Breakdown turned to follow, pausing when a glint of silver caught his optic. The gang leader’s knife was lying on the ground at Motormaster’s feet, a few inches from its unconscious owner. He scooped it up hastily, securing it between his denta as he accepted the boost Motormaster gave him, and climbed up onto the crowded landing with the others.

Left alone on the ground with the sirens coming closer, Motormaster jumped, catching hold of the lowest rung. The ladder creaked ominously, and for a second Breakdown was afraid it would give way beneath his weight, but to his relief it held, and Motormaster swiftly hauled himself up to join them.

The metal structure rattled as they quickly scaled it, reaching the roof of the building just as the strobing red and blue lights of the police lit the walls of the alley below. Peering over the ledge, they discovered that with the exception of the leader, all of the remaining downed humans had recovered and fled.

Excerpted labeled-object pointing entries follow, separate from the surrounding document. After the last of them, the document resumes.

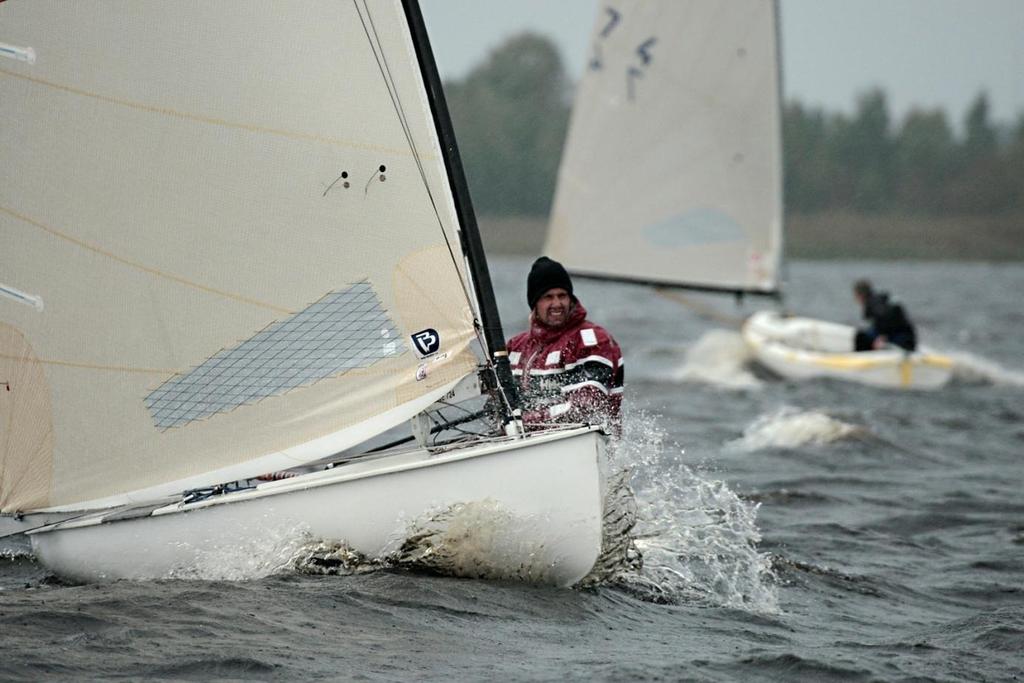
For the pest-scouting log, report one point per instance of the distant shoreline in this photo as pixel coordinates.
(834, 236)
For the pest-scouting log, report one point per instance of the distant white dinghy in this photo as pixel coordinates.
(804, 348)
(236, 240)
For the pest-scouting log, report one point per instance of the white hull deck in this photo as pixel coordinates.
(546, 491)
(805, 348)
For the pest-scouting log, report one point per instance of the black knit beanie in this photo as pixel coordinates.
(546, 274)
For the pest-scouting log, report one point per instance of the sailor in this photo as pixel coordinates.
(889, 323)
(568, 369)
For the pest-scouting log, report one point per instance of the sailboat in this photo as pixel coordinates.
(672, 176)
(236, 240)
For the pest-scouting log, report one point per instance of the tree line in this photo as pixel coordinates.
(511, 115)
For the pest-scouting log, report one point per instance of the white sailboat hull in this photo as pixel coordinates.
(803, 348)
(523, 508)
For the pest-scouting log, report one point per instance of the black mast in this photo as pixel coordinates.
(472, 245)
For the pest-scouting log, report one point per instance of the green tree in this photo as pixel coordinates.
(864, 147)
(511, 115)
(925, 160)
(981, 182)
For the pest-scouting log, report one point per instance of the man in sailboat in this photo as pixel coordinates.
(569, 370)
(889, 323)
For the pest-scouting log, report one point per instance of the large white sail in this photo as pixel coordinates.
(227, 242)
(672, 170)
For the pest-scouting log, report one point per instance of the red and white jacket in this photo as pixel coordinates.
(569, 374)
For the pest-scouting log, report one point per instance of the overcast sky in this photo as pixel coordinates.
(923, 52)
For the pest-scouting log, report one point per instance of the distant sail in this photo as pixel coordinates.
(217, 259)
(672, 170)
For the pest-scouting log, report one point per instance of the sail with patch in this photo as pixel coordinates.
(672, 169)
(222, 227)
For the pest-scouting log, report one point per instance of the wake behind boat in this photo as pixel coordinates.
(238, 242)
(803, 348)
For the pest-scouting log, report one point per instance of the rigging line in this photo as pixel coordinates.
(89, 366)
(140, 266)
(214, 121)
(388, 79)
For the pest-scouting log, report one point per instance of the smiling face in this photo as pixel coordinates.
(553, 307)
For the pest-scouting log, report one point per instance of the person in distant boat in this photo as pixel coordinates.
(889, 323)
(568, 369)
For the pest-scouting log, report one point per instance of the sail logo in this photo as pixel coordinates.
(426, 341)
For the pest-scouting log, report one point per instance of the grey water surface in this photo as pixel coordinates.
(816, 531)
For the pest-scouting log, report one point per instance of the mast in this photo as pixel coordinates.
(472, 246)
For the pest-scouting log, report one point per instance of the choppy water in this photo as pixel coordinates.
(790, 531)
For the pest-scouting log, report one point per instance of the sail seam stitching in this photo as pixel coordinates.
(253, 128)
(140, 266)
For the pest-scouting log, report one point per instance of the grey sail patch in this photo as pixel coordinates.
(343, 331)
(699, 226)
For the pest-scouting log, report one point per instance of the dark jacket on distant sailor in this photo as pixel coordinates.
(888, 319)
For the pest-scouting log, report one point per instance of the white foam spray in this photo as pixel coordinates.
(790, 427)
(694, 540)
(718, 358)
(972, 369)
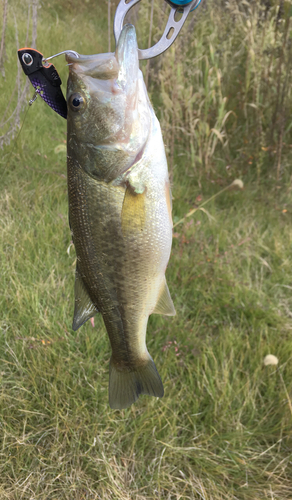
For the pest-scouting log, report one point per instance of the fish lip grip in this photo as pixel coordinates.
(44, 78)
(164, 43)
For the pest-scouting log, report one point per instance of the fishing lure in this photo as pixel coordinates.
(45, 79)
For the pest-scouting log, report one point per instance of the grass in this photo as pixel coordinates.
(224, 427)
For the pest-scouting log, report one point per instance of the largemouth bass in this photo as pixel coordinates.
(119, 211)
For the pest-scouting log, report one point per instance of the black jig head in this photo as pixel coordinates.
(44, 78)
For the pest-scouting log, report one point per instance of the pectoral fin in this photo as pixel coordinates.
(164, 304)
(133, 211)
(84, 307)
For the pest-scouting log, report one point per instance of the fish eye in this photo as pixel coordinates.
(77, 102)
(27, 59)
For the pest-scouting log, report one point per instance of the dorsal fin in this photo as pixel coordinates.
(84, 307)
(164, 304)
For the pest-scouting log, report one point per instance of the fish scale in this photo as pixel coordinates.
(119, 211)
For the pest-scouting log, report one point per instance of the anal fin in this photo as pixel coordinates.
(164, 304)
(84, 307)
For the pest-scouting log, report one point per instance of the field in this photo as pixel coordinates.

They watched in silence as the police roped off the alley with yellow tape and took the lone human into custody, careful not to make a sound. At one point one of the human authority figures glanced up at the ladder, but didn’t bother to climb up and investigate.

They waited for a long time after the police left, crouched and huddled together in the dark, before finally daring to come back down.